A conexão em um território amplo e a lucratividade das rotas é um desafio enfrentado de formas diferentes em outros países. Felibiano cita o caso dos Estados Unidos, onde aéreas costumam receber subsídios para operar em regiões mais distantes, como no Alasca. O modelo também é presente no Canadá, especialmente para rotas ao norte do país.

O especialista lembra que atualmente apenas cerca de 2% dos municípios brasileiros mantém serviço aéreo regular. Sem algum tipo de intervenção, ele aponta que muitos voos, como em certas cidades amazônicas, são inviáveis para as aéreas.

Outro modelo, e que é alvo de intensas discussões, é o argentino, no qual a estatal Aerolíneas Argentinas tem conectividade em destinos pouco rentáveis, como na região da Patagônia. A manutenção das rotas nestas áreas é uma justificativa de muitos que defendem um maior controle estatal. Em contrapartida, há as críticas de que a operação é ineficiente e gera prejuízos.

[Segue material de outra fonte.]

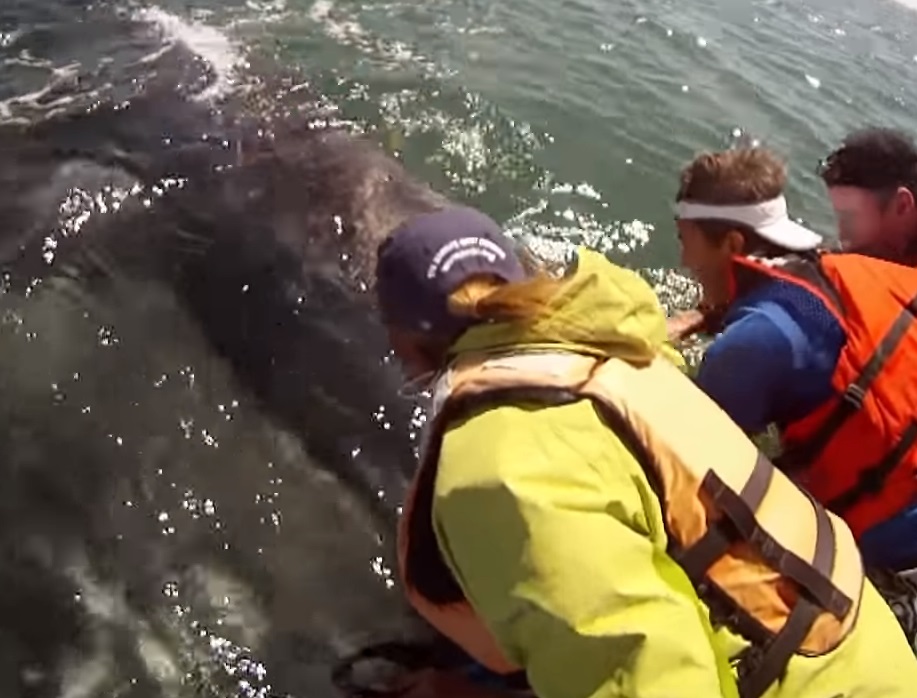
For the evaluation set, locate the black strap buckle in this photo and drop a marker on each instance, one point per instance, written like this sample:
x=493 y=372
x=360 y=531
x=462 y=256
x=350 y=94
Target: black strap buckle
x=855 y=395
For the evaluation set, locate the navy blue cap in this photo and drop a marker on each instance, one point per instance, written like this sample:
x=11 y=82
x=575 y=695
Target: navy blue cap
x=421 y=263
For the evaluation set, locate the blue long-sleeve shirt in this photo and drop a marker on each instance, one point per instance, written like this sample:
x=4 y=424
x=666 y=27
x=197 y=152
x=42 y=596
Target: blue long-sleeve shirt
x=773 y=363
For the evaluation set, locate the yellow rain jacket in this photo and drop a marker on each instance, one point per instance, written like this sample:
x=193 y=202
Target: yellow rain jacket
x=556 y=538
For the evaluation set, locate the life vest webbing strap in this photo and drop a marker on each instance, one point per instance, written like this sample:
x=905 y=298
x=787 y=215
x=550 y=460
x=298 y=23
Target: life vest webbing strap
x=757 y=676
x=758 y=671
x=851 y=401
x=814 y=575
x=871 y=480
x=721 y=534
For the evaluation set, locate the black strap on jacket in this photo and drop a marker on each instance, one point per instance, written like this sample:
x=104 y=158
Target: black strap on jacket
x=767 y=659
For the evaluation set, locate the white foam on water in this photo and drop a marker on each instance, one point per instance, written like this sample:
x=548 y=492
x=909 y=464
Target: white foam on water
x=224 y=55
x=55 y=95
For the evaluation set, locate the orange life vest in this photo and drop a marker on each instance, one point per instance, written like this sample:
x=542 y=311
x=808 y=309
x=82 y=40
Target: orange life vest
x=770 y=563
x=856 y=453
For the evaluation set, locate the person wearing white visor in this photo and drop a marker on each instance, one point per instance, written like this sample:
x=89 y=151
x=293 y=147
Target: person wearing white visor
x=786 y=310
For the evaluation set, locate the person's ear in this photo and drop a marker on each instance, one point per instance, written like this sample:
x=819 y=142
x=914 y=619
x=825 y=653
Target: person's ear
x=903 y=202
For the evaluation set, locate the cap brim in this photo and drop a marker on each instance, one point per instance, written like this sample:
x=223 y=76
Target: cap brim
x=791 y=235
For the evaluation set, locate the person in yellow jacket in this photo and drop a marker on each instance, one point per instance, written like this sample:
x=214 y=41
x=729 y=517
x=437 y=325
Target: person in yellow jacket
x=583 y=513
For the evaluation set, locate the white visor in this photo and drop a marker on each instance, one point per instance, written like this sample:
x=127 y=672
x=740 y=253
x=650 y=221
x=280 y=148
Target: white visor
x=769 y=219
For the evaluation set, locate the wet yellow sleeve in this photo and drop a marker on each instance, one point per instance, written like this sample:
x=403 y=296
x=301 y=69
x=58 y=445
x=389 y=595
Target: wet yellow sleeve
x=554 y=534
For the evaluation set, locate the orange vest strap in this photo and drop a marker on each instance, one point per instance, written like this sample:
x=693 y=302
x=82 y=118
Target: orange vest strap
x=871 y=479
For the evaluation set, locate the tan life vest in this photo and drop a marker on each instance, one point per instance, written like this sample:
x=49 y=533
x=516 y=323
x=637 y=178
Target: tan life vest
x=771 y=564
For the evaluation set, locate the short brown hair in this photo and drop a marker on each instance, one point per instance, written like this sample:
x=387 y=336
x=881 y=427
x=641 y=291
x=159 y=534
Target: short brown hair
x=740 y=176
x=734 y=177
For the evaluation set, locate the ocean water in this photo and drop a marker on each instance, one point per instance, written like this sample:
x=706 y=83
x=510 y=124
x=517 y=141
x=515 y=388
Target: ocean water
x=170 y=526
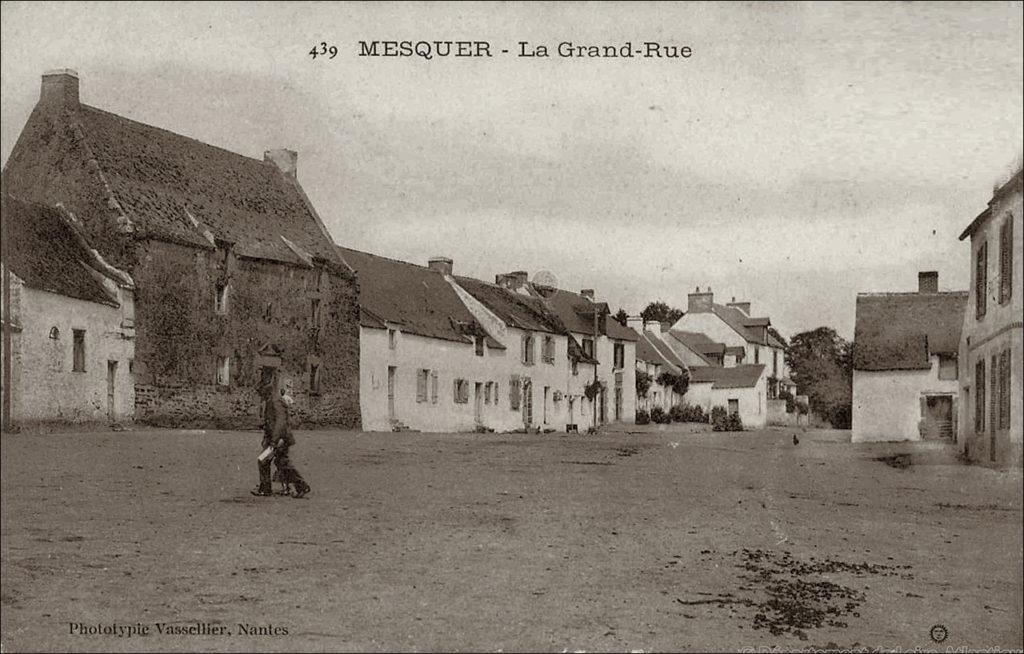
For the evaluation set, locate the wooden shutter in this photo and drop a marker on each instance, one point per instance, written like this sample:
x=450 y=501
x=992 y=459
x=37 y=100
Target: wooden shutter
x=981 y=280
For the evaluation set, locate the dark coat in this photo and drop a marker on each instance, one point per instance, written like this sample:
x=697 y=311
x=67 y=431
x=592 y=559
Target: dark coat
x=275 y=423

Em 2024, o governo brasileiro implementou o programa Voa Brasil, visando a venda de passagens por R$ 200 para aposentados do INSS em voos de baixa ocupação. Por sua vez, a demanda ficou bem abaixo da oferta, com apenas cerca de 1% dos bilhetes disponíveis vendidos.

Transportes alternativos

Outro fator importante que eleva os preços é a falta de modais alternativos de transporte, especialmente o ferroviário, apontam os especialistas. “Não há concorrência do trem. No caso de Rio-São Paulo, é uma das únicas rotas dentre as mais procuradas no mundo que não tem essa alternativa”, aponta Felibiano.

A ausência de meios eficazes e rápidos como os trens de alta velocidade (TAV) que ligam boa parte das principais cidades europeias acaba sobrecarregando a demanda pelos voos nestes casos de distâncias mais curtas, avalia. Em sua visão, a operação do chamado trem-bala entre as duas cidades poderia auxiliar neste cenário.

As promessas de execução da obra avançaram em 2007 e ganharam fôlego com a Copa do Mundo de 2014, mas não avançaram desde então. Em 2023, a ideia ganhou novo impulso com a autorização para que a empresa TAV Brasil explorasse a iniciativa.

“Na Europa, o principal concorrente do avião é o tráfego ferroviário. São concorrentes bem plausíveis, que saem dos centros das cidades, chegando num tempo um pouco maior, mas sem o deslocamento de ir ao aeroporto e nem a espera pelo voo, ficando próximo em duração total”, aponta Girard.